Bates' activities in these very different musical spaces began quite distinctly during the time he spent at both Columbia University and the Juilliard School in New York.
Studying music composition at Juilliard during the day, he was out exploring New York's underground lounges and clubs at night, where he says, "I found a highly informed audience listening to richly textured electronic music."
But as radically different as his two musical worlds may be, Bates says his classical and electronica activities have always been complementary. "One of the wonderful things about classical music is the composer's interaction with the wide variety of musicians who bring a work to life, often many months or years after [it] has been written. Electronica, on the other hand, gives immediate results to the composer working [alone] in the studio." He points out that such immediacy, and the limitless palette of sounds that the producer can create from scratch, can be very appealing to a composer.
Even so, Bates says that a highly compositional approach informs all of his electronica work, whether creating trip-hop tracks or DJing at a lounge. "It can be a challenging task to turn a bunch of homemade sounds into a musically coherent track, or to plan an overall shape to a two-hour set."
His concerto-like Sounds for His Animation, commissioned and premiered by The New Juilliard Ensemble, is a product of Bates' passions. Designed for synthesizer and chamber orchestra, it will be performed this week by the Atlanta Symphony Orchestra, with the composer as synthesizer soloist.

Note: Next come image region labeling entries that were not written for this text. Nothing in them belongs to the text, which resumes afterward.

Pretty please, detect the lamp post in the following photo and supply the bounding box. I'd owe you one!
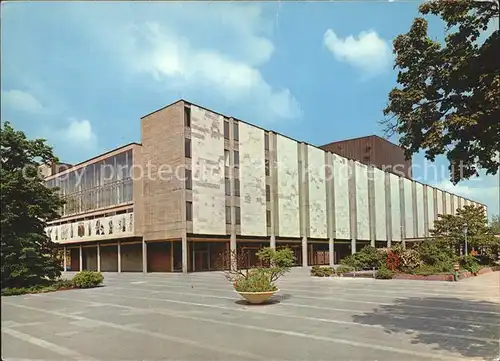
[462,223,469,256]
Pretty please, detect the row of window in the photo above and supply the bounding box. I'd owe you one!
[186,201,271,227]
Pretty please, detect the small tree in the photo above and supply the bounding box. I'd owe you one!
[0,122,63,288]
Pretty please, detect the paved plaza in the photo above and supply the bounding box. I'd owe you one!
[2,269,500,361]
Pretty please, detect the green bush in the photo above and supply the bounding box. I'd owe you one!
[460,255,479,273]
[233,268,278,292]
[341,246,386,269]
[375,267,394,280]
[311,266,335,277]
[72,271,104,288]
[335,264,354,275]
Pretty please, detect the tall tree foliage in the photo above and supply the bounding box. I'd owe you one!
[0,122,63,287]
[383,0,500,183]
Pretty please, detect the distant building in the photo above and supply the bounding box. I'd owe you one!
[320,135,412,178]
[41,100,486,272]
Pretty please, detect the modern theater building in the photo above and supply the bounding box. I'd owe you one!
[44,100,484,272]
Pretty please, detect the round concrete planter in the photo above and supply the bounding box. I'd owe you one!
[236,289,279,305]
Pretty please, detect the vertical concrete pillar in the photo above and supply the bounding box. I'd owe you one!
[63,246,67,272]
[229,233,238,271]
[142,240,148,273]
[96,242,101,272]
[423,184,429,237]
[79,245,83,272]
[348,159,358,254]
[399,177,406,245]
[367,166,377,247]
[268,132,279,247]
[302,237,308,267]
[181,235,188,273]
[328,238,335,267]
[269,234,276,249]
[411,181,421,238]
[170,241,174,272]
[117,240,122,273]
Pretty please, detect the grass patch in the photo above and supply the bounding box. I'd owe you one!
[2,271,104,296]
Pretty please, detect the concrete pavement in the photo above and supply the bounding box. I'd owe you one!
[2,269,500,361]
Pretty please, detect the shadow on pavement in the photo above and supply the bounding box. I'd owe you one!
[352,297,500,360]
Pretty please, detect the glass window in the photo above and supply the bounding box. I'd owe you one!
[226,206,231,224]
[224,178,231,196]
[184,107,191,127]
[233,122,240,140]
[185,169,193,189]
[234,207,241,225]
[234,150,240,168]
[224,120,229,139]
[186,201,193,221]
[234,179,240,197]
[184,138,191,158]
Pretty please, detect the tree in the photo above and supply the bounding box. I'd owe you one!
[382,0,500,184]
[0,122,63,288]
[431,206,500,261]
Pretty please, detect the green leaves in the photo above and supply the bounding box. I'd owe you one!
[383,0,500,183]
[0,122,63,287]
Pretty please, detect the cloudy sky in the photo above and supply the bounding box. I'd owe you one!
[1,1,499,218]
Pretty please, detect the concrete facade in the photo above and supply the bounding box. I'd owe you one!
[46,101,486,272]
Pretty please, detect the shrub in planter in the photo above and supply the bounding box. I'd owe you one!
[375,267,394,280]
[72,271,104,288]
[335,264,354,275]
[399,249,422,272]
[460,255,479,274]
[341,246,385,269]
[311,266,335,277]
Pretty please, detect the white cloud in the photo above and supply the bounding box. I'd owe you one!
[59,118,97,149]
[324,29,392,75]
[2,89,44,114]
[75,3,301,120]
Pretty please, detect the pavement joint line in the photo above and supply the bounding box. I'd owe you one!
[0,300,274,361]
[42,293,496,342]
[102,276,500,296]
[2,328,96,361]
[108,286,497,326]
[103,283,500,315]
[25,294,462,361]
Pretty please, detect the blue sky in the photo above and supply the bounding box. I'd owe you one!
[1,1,499,214]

The blending of synthesizer and orchestra was a monumental task. Bates suggests that the myriad of sounds the synthesizer can produce offers a challenge when writing for it as a solo instrument. "But that's what fascinated me: Featuring an instrument blessed with a wonderful identity crisis shatters the conventional relationship between orchestra and soloist. This is one reason I decided against using the word concerto anywhere near this piece, since the synth can act chameleon-like among the various textures of the orchestra."
The challenges of the work go beyond the compositional, they also apply to his role of soloist in the ASO concert. "Having to navigate through all the buttons, wheels and knobs can be a real squirrel on the head! At one point, my right hand is busy with a tricky passage while my left is messing with some dials. Perhaps in that way it is most comparable to a 21st-century organ concerto, though the synth involved is resolutely mid-'80s." says Bates, referring to the Yamaha V50 he carts around for performances.
Besides studying on two continents (he is also pursuing a Ph.D. at University of California at Berkeley) and DJing, Bates has a good handful of performances on this season's docket, not to mention important commissions, including one for The Juilliard School's 100th anniversary in 2005. He notes how his very different musical influences are, perhaps, merging even more. "While kept quite apart initially," he says, "more recently both worlds have started to influence each other in my music. Two new electro- acoustic commissions are suggesting interesting hybrids to me, so we'll see what happens."